The recent, well-publicized financial problems of Air America Radio drew hoots of derision from the Right, but rightie “journalists” and bloggers studiously refuse to acknowledge that their own media — and often their own careers — are made possible by deep pockets in the deep background. If right-wing media truly were supported by nothing but its own profits, I suspect much — not all, maybe, but much — of it would fail.

The foundations of today’s right-wing media infrastructure were laid in the 1970s. With seed money provided by Joseph Coors, Richard Mellon Scaife, Lynde and Harry Bradley, and Smith Richardson, among others, the Right built a mighty network of organizations — including think tanks, media monitors and outlets, and legal groups — for the purpose of relentlessly hammering right-wing propaganda into the American public.

Don Hazen explains how it works:

If Rush Limbaugh wants something on vouchers – it’s immediately in his hands; if Fox News’ Bill O’Reilly needs a guest to talk about the “death tax,” he’s got him from one of the think tanks. Stein estimates that 36,000 conservatives have been trained on values, issues, leadership, use of media and agenda development. These are not the elected officials, but rather the cadre of the conservative network. Stein figures that the core leaders of the Big 80 groups he studied are about 2,000 people who make between $75,000 and $200,000 and have all been trained in the Leadership Institute.

Through the 1970s and 1980s, while the American Right built an Empire, the American Left came unglued. The old New Deal coalition finally splintered apart in the early 1970s under the pressure brought by the New Left and the antiwar movement, among others forces. But instead of building a new coalition to take its place, liberal activism devolved into identity politics and single-issue advocacy. The “Naderite” approach of effecting change through legal challenges instead of by majoritarian politics had some successes, but at the cost of disconnecting liberalism and progressivism from populism and party politics. This, combined with the dominance of the Right’s infrastructure, by the late 1980s had robbed liberalism of its voice in the nation’s political dialogue and allowed the Right to render the word liberal into a pejorative from which voters fled in terror. (I went into a lot more detail of this sad history in this Mahablog post from last August.)

Here I could also say a lot more about how Democrats sold out to corporations and special interests because of the cost of mass media political campaigns, but you probably know that story already.

Instead, I want to tie the media infrastructure story into something I posted here on C&L a couple of days ago, about health care.

I do think we’ve reached a point at which a critical mass of the American middle class understands the system is seriously bleeped and is willing to listen to options.
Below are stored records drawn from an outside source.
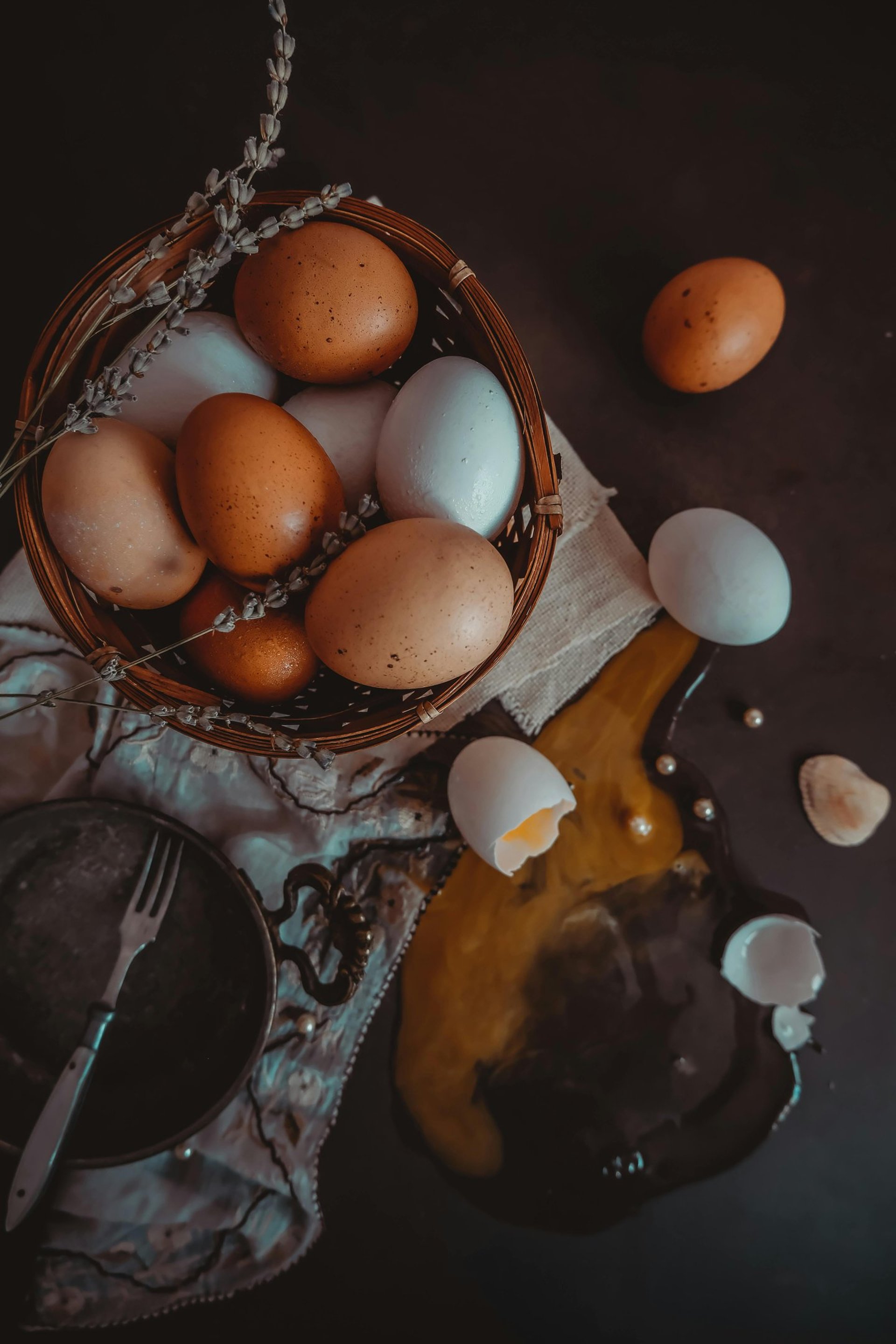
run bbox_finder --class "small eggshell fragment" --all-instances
[118,313,278,448]
[642,257,784,392]
[448,738,575,876]
[283,379,398,510]
[177,392,345,591]
[376,355,524,536]
[721,915,825,1007]
[180,570,317,704]
[305,518,513,691]
[40,420,205,610]
[647,508,790,644]
[234,220,418,383]
[771,1004,815,1050]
Unfortunately the Vast Right Wing Conspiracy still has a tight enough grip on news media that it is damn near impossible to have the dispassionate national discussion on health care we need to be having. As soon as the phrase “universal health care” leaves anyone’s lips, you can count on a right-wing goon to be standing nearby to shout it down. Thanks to the VRWC, all the average person knows about other nations’ health care system is that there are waiting lines in Canada.

This unhappy situation was made possible by the deep pockets of Richard Mellon Scaife, Joseph Coors, and Sun Myung Moon. These same deep pockets helped see to it in 2002 and 2003 that voices of opposition to the Iraq invasion were nicely muffled, and in 2004 that the bogus “swift boat” stories got plenty of (mostly uncritical) media coverage. And so on. Media Matters does a great job of documenting the atrocities as they occur. But we’re still way disadvantaged compared to the Right at speaking to the American public through mass media. Somehow rectifying this situation will be essential to restoring the nation to any semblance of political health.